C'est une bande de tissu ou de papier, un motus et bouche cousue qui empêche de lire sur les lèvres et force à regarder dans les yeux. Une ligne blanche qui interdit le dépassement du convoi dangereux et escorte chacun des véhicules vers une infranchissable conformité. " Tenue correcte exigée ".
Quand on est profs ou élèves, on a du mal à se résigner à ce nouveau code qui étouffe la voix et fait disparaître la part de l'identité la plus vulnérable et la plus précieuse. Celle qui se dévoile dans le bas d'un visage, dans un sourire, un rictus, un frémissement des lèvres, un timbre de voix...

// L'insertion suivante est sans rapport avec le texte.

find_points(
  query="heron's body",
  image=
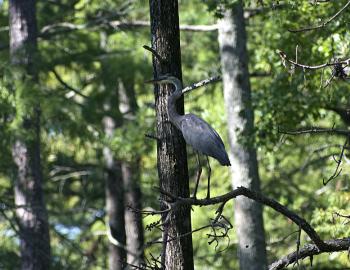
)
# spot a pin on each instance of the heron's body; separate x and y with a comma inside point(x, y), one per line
point(203, 138)
point(196, 132)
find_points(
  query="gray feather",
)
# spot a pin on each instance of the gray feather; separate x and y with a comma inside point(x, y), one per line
point(203, 138)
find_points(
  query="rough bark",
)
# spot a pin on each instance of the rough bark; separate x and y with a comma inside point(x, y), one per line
point(114, 188)
point(237, 94)
point(131, 181)
point(31, 212)
point(171, 148)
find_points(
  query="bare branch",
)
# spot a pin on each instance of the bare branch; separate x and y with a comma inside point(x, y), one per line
point(201, 83)
point(337, 171)
point(242, 191)
point(67, 86)
point(317, 130)
point(322, 24)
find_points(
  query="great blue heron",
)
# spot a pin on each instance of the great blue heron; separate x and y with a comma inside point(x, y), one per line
point(196, 132)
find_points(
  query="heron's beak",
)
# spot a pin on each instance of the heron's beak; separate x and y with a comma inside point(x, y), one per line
point(152, 81)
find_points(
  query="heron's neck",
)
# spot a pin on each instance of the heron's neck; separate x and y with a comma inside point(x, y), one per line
point(174, 116)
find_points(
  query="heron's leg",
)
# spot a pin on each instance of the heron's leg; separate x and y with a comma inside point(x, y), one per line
point(209, 174)
point(199, 172)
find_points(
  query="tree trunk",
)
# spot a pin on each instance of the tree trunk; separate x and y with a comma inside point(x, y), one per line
point(32, 215)
point(171, 148)
point(248, 214)
point(131, 181)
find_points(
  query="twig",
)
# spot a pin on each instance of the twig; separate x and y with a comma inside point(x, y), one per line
point(337, 171)
point(285, 59)
point(322, 24)
point(151, 136)
point(310, 250)
point(67, 86)
point(155, 53)
point(316, 130)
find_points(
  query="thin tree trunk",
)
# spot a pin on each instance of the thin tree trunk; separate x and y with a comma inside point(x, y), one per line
point(32, 216)
point(131, 181)
point(114, 188)
point(171, 148)
point(248, 214)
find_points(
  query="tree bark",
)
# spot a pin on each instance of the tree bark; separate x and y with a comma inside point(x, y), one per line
point(171, 148)
point(31, 212)
point(131, 180)
point(114, 188)
point(237, 94)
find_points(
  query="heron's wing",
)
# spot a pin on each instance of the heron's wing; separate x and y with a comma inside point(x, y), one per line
point(200, 135)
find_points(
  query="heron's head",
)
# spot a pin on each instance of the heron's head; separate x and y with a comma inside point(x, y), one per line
point(164, 79)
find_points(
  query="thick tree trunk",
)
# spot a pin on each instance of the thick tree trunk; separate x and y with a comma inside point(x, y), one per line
point(114, 188)
point(32, 215)
point(171, 157)
point(114, 203)
point(248, 214)
point(131, 180)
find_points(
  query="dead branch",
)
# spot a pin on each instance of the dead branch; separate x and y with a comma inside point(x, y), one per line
point(317, 130)
point(338, 162)
point(201, 83)
point(242, 191)
point(285, 59)
point(309, 250)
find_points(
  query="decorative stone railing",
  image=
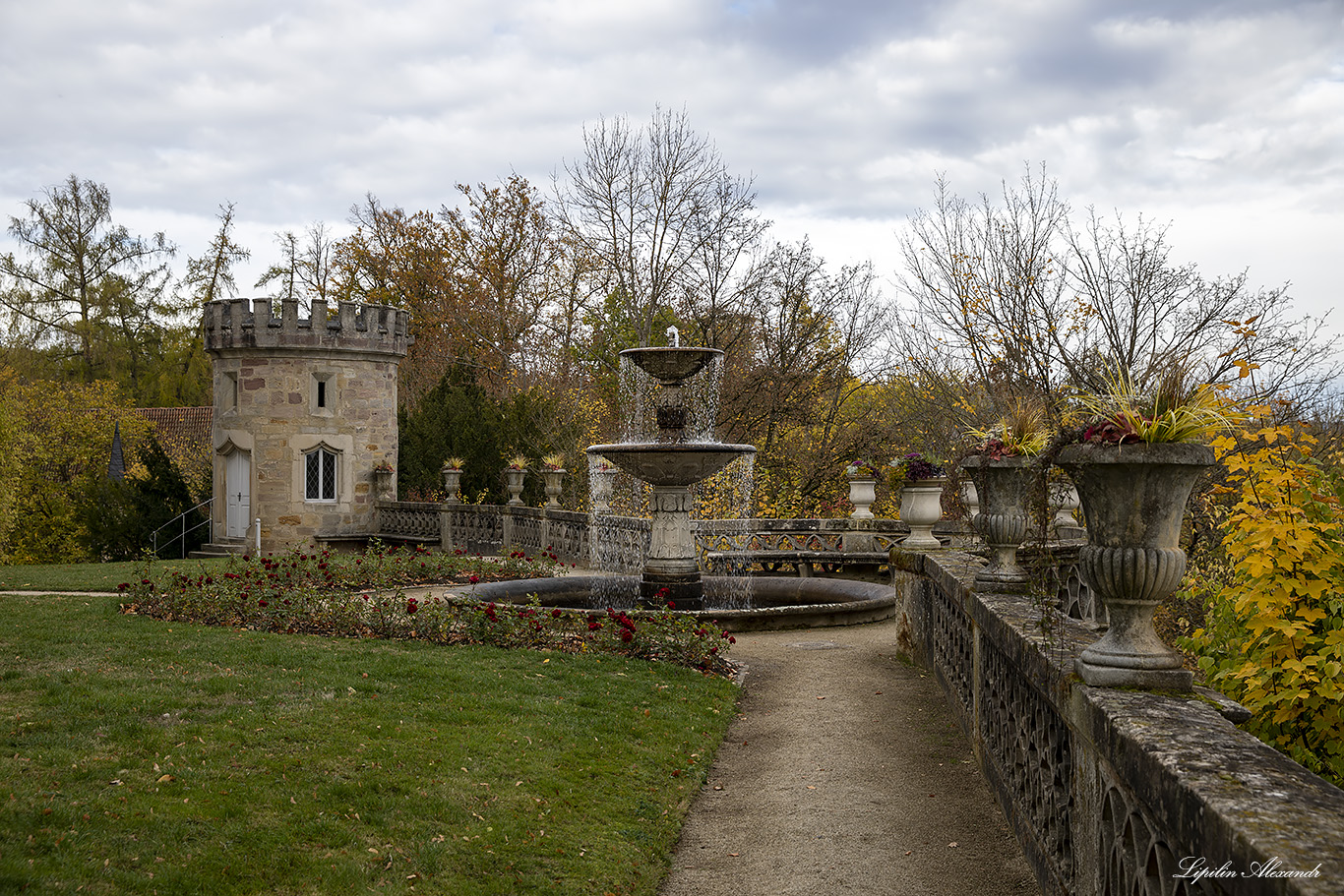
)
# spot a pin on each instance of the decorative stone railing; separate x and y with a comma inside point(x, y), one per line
point(757, 546)
point(1109, 790)
point(485, 528)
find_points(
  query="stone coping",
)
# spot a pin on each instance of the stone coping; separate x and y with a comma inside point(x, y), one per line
point(781, 602)
point(1218, 793)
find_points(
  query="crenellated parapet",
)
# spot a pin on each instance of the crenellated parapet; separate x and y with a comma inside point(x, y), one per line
point(349, 327)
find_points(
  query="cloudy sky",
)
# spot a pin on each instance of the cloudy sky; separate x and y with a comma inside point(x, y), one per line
point(1223, 117)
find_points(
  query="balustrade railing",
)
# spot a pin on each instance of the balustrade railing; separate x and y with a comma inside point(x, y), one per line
point(1115, 792)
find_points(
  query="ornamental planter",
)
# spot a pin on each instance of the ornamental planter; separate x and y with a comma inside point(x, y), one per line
point(554, 483)
point(921, 508)
point(970, 499)
point(452, 485)
point(514, 484)
point(602, 484)
point(1064, 502)
point(1134, 499)
point(1003, 487)
point(862, 495)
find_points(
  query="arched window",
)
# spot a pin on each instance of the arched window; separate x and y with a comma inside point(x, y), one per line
point(320, 474)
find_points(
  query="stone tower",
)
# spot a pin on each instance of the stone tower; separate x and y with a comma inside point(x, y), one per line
point(305, 415)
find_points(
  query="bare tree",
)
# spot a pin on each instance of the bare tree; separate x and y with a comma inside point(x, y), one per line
point(212, 275)
point(1012, 294)
point(503, 253)
point(660, 213)
point(1135, 311)
point(88, 282)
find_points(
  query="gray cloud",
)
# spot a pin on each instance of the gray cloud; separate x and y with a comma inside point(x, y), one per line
point(843, 110)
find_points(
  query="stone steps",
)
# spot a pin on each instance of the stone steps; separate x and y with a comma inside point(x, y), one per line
point(217, 550)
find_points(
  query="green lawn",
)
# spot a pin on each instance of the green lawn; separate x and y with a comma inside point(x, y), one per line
point(91, 576)
point(153, 756)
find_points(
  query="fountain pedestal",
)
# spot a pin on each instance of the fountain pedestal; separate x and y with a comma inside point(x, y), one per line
point(671, 572)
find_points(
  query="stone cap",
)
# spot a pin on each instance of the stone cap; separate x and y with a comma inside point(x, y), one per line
point(245, 324)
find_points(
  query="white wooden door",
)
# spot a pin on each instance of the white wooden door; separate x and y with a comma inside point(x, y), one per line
point(238, 495)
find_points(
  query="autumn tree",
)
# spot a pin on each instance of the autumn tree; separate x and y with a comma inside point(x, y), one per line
point(212, 275)
point(88, 293)
point(503, 257)
point(660, 213)
point(816, 347)
point(1010, 293)
point(305, 268)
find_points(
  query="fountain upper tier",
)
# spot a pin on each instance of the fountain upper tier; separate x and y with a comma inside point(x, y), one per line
point(668, 364)
point(672, 465)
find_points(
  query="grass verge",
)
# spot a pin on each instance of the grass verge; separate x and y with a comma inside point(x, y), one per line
point(148, 756)
point(92, 576)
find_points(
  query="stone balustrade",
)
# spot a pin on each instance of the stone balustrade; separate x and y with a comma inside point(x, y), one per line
point(1113, 790)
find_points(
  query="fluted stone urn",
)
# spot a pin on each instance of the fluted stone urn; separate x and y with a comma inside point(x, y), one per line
point(452, 484)
point(514, 485)
point(1005, 488)
point(863, 492)
point(554, 485)
point(1134, 499)
point(970, 498)
point(921, 508)
point(601, 488)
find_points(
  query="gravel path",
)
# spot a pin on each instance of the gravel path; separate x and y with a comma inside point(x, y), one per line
point(843, 774)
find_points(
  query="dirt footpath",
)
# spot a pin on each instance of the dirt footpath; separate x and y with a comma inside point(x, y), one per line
point(843, 774)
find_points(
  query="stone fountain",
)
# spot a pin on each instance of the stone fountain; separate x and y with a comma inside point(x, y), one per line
point(671, 465)
point(674, 455)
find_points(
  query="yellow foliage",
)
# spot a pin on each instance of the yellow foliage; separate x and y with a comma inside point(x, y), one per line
point(1277, 621)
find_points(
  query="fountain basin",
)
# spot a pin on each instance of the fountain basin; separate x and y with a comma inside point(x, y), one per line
point(672, 465)
point(777, 602)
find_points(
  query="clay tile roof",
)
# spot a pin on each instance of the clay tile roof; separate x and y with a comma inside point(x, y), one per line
point(184, 433)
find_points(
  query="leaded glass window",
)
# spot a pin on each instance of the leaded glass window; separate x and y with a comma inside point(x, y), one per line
point(320, 476)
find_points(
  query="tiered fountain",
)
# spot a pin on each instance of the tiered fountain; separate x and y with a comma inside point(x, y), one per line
point(671, 465)
point(674, 458)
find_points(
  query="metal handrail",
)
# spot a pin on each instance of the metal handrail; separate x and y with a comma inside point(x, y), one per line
point(182, 536)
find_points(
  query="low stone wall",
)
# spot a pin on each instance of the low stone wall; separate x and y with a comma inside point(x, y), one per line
point(1113, 792)
point(478, 528)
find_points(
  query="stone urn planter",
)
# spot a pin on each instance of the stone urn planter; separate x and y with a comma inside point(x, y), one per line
point(1003, 487)
point(514, 485)
point(921, 508)
point(863, 492)
point(1134, 499)
point(383, 480)
point(970, 499)
point(1064, 502)
point(554, 481)
point(602, 485)
point(452, 484)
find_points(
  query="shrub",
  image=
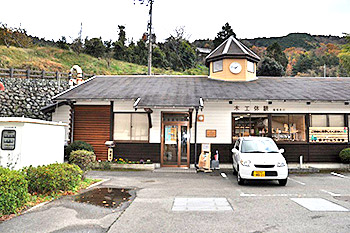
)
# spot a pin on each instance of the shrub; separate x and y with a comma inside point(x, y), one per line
point(77, 145)
point(13, 191)
point(83, 158)
point(345, 155)
point(53, 177)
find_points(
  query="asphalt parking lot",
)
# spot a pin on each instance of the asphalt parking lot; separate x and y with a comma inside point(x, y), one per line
point(202, 202)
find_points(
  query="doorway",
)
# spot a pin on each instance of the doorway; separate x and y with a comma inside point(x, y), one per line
point(175, 145)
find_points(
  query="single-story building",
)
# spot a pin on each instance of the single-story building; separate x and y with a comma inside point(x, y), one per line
point(162, 117)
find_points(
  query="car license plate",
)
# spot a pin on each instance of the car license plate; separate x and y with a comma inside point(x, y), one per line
point(259, 173)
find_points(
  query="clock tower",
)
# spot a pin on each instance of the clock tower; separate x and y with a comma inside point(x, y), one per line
point(232, 61)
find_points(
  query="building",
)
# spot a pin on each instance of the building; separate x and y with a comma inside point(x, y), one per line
point(167, 118)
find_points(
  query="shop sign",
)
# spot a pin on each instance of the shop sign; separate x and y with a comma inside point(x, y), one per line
point(328, 134)
point(210, 133)
point(256, 108)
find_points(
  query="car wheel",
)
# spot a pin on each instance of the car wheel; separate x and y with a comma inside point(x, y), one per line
point(282, 182)
point(240, 181)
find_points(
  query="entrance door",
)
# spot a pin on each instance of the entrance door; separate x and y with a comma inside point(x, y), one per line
point(175, 144)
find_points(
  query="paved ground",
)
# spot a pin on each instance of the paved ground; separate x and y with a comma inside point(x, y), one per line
point(257, 207)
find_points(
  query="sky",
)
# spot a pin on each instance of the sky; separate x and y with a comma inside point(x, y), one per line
point(201, 19)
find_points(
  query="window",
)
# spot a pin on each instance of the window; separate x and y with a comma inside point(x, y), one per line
point(250, 67)
point(288, 127)
point(327, 120)
point(131, 127)
point(250, 125)
point(217, 66)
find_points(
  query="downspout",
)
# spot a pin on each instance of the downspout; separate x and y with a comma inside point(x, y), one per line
point(195, 138)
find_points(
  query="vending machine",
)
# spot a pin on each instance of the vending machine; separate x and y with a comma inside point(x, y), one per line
point(30, 142)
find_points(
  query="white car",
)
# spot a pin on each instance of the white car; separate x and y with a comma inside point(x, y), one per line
point(259, 158)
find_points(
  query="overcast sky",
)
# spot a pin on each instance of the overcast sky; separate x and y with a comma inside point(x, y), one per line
point(201, 18)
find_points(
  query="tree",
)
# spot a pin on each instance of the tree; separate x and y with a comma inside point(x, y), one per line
point(303, 64)
point(344, 56)
point(94, 47)
point(275, 51)
point(14, 37)
point(223, 35)
point(270, 67)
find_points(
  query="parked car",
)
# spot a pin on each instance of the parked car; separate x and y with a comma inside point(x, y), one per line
point(259, 158)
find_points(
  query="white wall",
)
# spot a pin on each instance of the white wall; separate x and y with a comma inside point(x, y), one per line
point(62, 114)
point(217, 114)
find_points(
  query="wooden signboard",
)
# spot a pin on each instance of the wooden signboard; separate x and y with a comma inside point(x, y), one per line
point(328, 134)
point(210, 133)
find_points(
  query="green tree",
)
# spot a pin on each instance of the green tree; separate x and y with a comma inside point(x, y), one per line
point(303, 64)
point(94, 47)
point(270, 67)
point(344, 56)
point(222, 35)
point(275, 51)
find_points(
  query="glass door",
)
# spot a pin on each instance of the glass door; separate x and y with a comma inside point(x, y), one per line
point(171, 145)
point(175, 145)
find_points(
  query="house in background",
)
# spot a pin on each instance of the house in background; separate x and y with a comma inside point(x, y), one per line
point(167, 118)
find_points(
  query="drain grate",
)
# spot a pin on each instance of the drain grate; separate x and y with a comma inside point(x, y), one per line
point(201, 204)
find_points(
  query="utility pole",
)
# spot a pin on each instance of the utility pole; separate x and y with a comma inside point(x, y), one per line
point(150, 38)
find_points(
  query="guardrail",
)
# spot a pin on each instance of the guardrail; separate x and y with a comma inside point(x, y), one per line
point(22, 73)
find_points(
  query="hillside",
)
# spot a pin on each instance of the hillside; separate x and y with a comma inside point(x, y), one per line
point(55, 59)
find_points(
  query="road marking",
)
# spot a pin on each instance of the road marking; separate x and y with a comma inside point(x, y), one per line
point(339, 175)
point(318, 204)
point(330, 193)
point(272, 195)
point(201, 204)
point(296, 181)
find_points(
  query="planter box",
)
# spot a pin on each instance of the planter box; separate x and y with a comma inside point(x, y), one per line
point(146, 167)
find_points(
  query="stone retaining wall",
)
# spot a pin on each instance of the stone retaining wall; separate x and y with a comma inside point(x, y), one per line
point(25, 97)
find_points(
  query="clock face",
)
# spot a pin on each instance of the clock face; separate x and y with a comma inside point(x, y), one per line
point(235, 68)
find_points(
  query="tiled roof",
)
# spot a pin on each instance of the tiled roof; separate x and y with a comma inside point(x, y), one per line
point(232, 48)
point(186, 90)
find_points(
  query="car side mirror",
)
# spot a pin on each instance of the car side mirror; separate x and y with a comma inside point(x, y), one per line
point(234, 150)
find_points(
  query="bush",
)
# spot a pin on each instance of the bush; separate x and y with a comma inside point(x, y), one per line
point(13, 191)
point(77, 145)
point(83, 158)
point(53, 178)
point(345, 155)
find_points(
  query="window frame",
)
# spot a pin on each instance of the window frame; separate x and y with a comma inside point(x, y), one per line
point(131, 141)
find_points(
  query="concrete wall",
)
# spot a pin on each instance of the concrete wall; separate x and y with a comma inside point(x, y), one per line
point(25, 97)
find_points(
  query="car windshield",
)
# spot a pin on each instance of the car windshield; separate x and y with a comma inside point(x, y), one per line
point(258, 146)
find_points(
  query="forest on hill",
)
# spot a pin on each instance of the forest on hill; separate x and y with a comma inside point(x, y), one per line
point(296, 54)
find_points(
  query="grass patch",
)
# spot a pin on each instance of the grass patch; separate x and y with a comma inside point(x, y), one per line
point(55, 59)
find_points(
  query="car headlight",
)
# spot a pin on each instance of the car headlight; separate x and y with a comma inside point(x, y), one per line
point(245, 163)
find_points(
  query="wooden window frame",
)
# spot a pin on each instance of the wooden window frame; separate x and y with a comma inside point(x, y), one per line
point(132, 141)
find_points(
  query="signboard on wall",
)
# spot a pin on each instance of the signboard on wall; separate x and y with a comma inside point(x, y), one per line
point(328, 134)
point(210, 133)
point(170, 134)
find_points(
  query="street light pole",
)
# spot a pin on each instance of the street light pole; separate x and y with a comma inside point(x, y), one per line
point(150, 39)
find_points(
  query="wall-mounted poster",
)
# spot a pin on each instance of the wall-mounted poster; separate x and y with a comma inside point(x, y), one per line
point(210, 133)
point(170, 134)
point(328, 134)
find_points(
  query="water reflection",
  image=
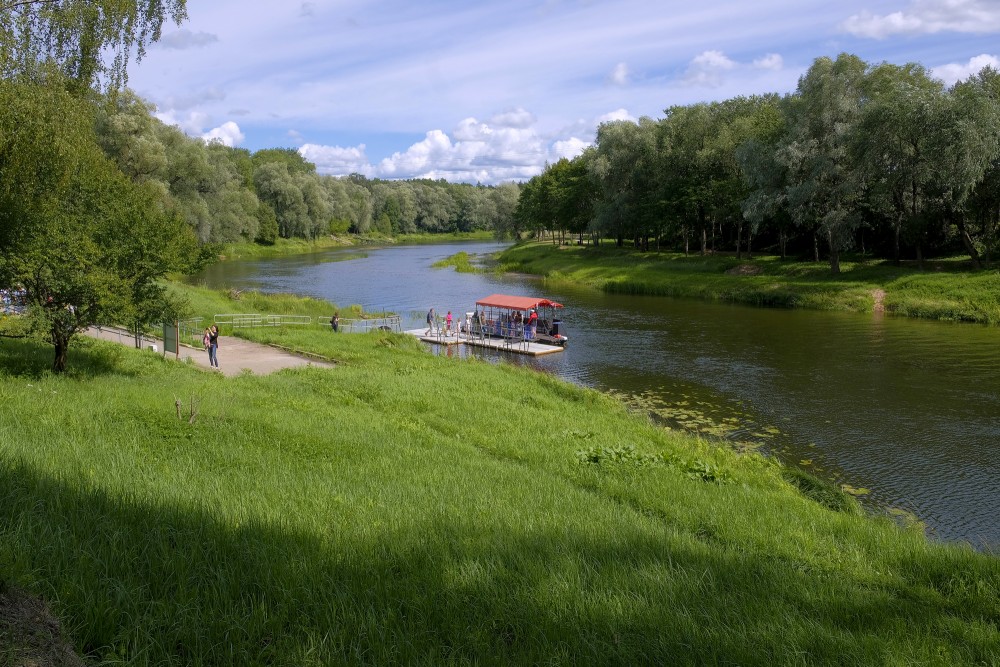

Alors le corps cherche à s'affranchir. Dans le flux du trafic, le regard-tigre essaie de passer au-dessus du ronronnement du moteur. Le vêtement fauve s'insurge contre la police du masque, joue la griffe de l'indécence ou de la provocation. Et puis, il fait chaud. Tous les prétextes sont bons pour bondir et rebondir dans la grande savane de la Liberté déclarée. Jupe au-dessus du genou, cœur croisé, Crop top, nombril grand ouvert comme un œil désespéré, robe à bretelles, chemise au ras des fesses, bandeau croisé sur la poitrine, nuisette de plein jour.
Quand le tigre est attaché, il rugit et son pelage vibre.